- The purple wild boar Franz Ferdinand, the main character of Saugut.
- Created by: Thomas Brezina
- Country of origin: Austria

Production
- Running time: 5 minutes

Original release
- Network: ORF1
- Release: 6 September 2008

= Saugut =

Saugut is an Austrian children's television series which was produced by Austrian broadcaster ORF and created by the children's author Thomas Brezina, featuring a purple wild boar mascot, Franz. It first aired on ORF 1 at 6am on Saturday 6 September 2008 as part of the Okidoki children's programming block. It was broadcast on ORF 1 from 6 September 2008 until 8 January 2011 when it moved to the ORF Eins channel, where it was broadcast until 2018.
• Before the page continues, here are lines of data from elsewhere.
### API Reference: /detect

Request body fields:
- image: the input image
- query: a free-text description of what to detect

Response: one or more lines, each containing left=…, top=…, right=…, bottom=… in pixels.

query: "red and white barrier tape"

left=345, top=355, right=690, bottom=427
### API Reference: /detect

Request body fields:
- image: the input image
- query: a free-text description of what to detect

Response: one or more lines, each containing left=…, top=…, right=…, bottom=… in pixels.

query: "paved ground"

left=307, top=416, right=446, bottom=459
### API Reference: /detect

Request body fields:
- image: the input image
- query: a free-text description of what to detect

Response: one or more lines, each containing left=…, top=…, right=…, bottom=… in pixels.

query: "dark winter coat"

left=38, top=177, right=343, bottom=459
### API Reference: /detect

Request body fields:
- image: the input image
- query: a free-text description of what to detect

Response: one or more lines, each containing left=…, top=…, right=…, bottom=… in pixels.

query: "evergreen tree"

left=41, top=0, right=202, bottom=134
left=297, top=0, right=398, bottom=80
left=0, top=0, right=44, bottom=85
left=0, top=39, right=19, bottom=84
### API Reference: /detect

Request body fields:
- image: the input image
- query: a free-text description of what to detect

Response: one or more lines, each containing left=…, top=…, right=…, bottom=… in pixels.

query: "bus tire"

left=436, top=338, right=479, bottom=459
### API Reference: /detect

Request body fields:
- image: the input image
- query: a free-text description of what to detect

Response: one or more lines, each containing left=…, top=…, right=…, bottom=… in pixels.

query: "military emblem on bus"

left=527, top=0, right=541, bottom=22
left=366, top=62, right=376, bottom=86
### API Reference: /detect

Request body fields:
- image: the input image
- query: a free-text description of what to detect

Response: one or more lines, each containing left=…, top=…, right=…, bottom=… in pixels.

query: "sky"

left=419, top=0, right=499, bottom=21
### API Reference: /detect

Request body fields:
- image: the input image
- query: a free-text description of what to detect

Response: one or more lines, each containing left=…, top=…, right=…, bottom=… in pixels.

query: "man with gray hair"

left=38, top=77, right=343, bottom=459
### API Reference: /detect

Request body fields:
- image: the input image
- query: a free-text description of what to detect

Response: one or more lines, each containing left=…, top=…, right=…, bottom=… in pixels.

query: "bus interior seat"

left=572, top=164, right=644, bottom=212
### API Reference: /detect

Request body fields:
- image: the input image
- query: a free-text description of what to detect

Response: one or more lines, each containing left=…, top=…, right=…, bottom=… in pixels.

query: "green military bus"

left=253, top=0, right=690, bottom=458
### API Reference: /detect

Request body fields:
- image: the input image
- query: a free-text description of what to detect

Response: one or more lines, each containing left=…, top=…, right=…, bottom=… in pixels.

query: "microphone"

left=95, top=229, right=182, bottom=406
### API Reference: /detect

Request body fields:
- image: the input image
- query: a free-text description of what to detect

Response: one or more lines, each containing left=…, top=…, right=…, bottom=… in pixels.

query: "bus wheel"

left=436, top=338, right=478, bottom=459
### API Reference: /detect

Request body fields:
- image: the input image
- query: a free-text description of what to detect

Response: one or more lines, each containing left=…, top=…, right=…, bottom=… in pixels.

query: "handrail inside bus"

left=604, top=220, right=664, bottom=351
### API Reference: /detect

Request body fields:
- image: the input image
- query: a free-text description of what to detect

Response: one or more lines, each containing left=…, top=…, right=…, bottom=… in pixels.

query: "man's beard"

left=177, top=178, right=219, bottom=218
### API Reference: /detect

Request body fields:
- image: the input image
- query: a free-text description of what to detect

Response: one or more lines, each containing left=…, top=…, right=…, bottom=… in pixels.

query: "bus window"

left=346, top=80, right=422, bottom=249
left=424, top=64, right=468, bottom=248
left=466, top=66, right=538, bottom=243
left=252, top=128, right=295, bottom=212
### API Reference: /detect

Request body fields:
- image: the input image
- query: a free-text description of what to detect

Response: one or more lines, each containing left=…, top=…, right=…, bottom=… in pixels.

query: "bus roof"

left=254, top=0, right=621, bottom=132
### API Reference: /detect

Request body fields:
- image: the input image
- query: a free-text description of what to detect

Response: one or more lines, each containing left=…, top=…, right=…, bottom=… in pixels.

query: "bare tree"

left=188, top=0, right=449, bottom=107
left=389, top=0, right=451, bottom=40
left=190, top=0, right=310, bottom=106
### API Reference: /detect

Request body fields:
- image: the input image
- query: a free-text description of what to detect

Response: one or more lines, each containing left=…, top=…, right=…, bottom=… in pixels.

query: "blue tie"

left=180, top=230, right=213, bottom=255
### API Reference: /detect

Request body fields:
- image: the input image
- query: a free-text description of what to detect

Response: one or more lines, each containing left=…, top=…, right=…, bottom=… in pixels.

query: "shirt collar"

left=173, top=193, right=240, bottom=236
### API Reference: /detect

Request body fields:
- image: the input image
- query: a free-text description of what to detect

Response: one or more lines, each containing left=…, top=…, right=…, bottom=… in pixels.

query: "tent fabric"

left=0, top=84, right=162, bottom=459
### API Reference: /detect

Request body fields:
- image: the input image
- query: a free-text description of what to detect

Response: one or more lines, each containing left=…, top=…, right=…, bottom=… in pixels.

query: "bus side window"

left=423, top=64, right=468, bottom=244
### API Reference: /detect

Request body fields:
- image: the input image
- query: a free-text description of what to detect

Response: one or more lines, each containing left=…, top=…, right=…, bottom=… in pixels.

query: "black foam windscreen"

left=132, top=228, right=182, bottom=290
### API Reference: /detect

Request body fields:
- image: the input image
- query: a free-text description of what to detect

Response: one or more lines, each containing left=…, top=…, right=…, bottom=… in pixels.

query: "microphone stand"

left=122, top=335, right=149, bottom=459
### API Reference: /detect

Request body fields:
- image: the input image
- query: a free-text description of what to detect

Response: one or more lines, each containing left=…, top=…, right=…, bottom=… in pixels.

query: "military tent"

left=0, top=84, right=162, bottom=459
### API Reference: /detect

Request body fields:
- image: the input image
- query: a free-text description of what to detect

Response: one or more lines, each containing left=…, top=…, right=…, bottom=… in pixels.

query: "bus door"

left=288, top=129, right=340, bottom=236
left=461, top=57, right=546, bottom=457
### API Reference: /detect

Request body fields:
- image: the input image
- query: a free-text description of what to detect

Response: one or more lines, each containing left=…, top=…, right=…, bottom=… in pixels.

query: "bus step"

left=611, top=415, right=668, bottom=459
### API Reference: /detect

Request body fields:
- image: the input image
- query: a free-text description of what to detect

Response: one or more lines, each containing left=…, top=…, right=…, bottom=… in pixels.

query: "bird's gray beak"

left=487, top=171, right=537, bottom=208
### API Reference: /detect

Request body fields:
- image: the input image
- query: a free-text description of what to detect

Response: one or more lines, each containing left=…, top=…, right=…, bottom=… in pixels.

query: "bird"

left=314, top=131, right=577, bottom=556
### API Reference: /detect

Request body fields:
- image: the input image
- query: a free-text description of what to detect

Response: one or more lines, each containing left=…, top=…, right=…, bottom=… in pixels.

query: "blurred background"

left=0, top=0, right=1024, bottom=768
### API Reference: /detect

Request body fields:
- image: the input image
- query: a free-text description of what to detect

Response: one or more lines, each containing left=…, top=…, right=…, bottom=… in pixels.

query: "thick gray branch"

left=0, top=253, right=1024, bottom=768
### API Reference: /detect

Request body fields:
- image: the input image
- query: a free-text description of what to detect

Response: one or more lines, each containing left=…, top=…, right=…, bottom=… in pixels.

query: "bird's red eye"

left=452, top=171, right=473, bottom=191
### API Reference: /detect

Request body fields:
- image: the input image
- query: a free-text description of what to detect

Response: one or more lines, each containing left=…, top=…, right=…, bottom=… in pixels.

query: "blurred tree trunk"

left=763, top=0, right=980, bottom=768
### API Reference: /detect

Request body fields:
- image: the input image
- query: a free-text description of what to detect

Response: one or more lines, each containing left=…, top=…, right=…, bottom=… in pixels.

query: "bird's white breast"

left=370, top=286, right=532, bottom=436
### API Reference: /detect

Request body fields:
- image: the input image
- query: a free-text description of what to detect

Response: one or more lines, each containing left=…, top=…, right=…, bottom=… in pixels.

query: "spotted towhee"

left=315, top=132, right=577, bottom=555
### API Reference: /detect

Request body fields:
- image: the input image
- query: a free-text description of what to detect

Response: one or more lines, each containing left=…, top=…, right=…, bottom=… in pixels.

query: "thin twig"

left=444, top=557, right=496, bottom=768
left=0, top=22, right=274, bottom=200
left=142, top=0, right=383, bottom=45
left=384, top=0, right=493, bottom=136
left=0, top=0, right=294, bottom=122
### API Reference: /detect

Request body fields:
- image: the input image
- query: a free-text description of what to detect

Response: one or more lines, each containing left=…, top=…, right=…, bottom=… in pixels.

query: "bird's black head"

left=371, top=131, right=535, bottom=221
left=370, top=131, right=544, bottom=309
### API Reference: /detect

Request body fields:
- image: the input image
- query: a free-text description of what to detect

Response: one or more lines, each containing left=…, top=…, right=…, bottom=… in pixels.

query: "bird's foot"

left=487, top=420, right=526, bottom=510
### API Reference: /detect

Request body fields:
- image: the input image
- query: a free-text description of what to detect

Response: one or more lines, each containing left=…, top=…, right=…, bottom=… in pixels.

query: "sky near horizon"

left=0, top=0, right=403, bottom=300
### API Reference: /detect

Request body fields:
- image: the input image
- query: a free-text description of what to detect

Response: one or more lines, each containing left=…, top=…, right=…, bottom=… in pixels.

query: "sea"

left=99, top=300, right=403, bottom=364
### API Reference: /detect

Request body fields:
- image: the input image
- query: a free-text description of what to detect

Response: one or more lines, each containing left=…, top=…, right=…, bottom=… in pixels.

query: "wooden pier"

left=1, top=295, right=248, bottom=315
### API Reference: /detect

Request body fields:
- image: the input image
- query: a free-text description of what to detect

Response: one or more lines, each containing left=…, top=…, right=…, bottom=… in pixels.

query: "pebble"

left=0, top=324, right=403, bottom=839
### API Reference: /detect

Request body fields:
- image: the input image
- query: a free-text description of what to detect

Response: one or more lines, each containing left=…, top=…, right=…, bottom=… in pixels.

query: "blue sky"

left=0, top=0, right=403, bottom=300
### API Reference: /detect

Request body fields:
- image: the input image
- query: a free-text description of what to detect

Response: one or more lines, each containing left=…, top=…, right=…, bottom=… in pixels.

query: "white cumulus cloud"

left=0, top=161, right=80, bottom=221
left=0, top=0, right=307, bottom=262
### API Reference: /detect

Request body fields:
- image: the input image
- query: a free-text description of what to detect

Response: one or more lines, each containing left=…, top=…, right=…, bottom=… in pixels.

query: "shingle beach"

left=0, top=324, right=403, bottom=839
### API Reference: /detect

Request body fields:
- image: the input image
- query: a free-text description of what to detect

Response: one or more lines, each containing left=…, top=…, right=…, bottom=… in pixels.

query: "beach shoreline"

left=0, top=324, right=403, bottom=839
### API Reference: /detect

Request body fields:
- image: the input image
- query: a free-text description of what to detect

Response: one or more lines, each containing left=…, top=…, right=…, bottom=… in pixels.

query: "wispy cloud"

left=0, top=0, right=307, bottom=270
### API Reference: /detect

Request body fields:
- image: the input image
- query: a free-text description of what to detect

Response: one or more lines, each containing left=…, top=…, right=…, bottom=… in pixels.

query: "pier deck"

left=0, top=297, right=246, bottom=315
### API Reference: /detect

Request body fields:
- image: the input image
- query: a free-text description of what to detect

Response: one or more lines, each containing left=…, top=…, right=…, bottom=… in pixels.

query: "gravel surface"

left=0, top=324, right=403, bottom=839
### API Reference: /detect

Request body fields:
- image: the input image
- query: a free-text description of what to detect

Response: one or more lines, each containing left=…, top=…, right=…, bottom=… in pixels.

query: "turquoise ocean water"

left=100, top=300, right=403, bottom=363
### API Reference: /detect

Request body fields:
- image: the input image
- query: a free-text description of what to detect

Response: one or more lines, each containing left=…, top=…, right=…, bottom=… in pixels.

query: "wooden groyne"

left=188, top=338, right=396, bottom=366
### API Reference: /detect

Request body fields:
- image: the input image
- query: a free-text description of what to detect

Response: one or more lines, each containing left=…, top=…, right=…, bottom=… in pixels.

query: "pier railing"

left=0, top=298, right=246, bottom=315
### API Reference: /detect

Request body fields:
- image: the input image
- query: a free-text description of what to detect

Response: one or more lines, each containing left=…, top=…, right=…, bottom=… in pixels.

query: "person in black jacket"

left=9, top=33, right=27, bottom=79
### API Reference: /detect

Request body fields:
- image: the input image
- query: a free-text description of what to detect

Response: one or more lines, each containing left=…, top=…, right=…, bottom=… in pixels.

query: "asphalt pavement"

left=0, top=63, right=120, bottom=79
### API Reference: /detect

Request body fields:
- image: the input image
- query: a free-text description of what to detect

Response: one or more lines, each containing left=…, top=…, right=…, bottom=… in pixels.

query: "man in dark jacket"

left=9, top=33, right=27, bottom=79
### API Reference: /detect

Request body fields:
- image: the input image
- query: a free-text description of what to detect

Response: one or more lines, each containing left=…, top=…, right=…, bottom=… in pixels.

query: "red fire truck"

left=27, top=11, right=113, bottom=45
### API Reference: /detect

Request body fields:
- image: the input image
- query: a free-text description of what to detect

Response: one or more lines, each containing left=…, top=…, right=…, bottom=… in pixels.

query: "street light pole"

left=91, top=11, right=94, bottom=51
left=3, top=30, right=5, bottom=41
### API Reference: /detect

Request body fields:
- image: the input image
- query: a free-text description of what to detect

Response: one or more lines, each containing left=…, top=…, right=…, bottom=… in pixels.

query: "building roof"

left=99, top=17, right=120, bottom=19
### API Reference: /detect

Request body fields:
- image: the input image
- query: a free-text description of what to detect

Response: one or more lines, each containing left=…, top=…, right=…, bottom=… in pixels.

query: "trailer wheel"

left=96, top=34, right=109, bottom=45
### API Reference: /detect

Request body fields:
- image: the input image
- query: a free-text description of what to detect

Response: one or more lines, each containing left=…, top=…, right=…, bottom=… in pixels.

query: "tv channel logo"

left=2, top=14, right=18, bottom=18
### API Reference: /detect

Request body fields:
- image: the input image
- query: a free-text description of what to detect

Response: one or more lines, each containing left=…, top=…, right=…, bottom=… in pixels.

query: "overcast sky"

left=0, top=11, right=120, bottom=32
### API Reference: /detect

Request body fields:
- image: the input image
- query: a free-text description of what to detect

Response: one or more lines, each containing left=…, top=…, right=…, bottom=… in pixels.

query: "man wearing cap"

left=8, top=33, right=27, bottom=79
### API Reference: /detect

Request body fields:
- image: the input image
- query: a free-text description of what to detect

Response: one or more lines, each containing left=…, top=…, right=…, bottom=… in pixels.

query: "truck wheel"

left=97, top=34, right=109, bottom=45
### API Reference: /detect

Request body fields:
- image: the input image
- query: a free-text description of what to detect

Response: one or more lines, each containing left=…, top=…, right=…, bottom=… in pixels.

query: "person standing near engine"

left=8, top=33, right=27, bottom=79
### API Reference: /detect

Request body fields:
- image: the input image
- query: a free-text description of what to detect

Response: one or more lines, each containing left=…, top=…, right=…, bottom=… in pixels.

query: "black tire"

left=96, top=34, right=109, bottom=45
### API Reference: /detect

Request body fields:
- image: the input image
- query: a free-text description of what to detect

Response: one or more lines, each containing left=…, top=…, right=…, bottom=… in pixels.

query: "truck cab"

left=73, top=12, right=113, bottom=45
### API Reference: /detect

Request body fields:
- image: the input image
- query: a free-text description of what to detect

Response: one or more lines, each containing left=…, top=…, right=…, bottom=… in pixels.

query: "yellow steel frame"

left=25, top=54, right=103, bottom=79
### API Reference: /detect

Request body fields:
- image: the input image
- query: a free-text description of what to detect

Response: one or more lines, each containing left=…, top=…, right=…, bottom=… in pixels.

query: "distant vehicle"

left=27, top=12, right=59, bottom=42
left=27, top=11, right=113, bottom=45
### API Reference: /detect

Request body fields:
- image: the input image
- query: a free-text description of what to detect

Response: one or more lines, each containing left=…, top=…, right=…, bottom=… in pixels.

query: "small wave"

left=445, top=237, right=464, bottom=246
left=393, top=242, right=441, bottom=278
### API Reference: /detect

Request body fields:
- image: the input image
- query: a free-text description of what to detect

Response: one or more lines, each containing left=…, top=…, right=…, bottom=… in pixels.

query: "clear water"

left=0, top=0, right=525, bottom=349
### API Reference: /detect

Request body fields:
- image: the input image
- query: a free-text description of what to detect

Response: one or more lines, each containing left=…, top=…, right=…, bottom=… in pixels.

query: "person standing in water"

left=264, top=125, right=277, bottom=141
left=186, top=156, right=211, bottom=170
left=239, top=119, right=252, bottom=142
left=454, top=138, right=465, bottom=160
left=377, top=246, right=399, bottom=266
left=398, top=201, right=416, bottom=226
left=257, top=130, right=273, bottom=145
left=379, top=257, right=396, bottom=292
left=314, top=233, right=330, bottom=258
In 2010 it received a nomination for a Goldener Spatz (Golden Sparrow) Award, from a German children's festival.

==Plot==
The show centres on Franz Ferdinand, a purple wild boar mascot (portrayed by a hand puppet) who has an "unusual perspective on the human world" and an "endearing naivety". Originally an ordinary wild boar living in the forest, Franz Ferdinand is pursued by unscrupulous researchers. A bolt of purple lightning transforms him into a talking, purple wild boar. Following this transformation, he takes up residence with a young teacher named Vivi, where he plays pranks on her, her boyfriend, and her neighbors.

== Cast ==
- Team
- Vivi: Sigrid Spörk
- Ronni: Nikolaus Firmkranz
- Oma Olga: Inge Maux
- Frau Krautapfel: Biggi Fischer
- Herr Krautapfel: Eberhard Wagner

- Guests
- Manuel Ortega, Missy May, Arabella Kiesbauer, Klaus Eberhartinger and many more.

==Development==
The show was described by ORF director Wolfgang Lorenz as a "labor of love". He was quoted as saying "For us, children's programming is far more than just fulfilling an obligation; it is a fundamental part of our mission to show that we are here for the youngest audience members, too". By September 2008, ORF was airing 32 hours of children's television a week. Children's Thomas Brezina was hired to create the series, featuring the purple wild boar mascot Franz.

==Other programs==
In April 2010, a spinoff show, the Sau-Schlau-Show was launched, a quiz show in which Franz Ferdinand hosts guests and asks them questions. Franz Ferdinand also appeared in other short segments where he took on roles such as a secret agent, a superhero, or a singer. These short clips were aired during the Sau-Schlau-Show, similar to commercial breaks. Guests on the Sau-Schlau-Show included Gerda Rogers, Manuel Ortega, Jazz Gitti and Eva K. Anderson.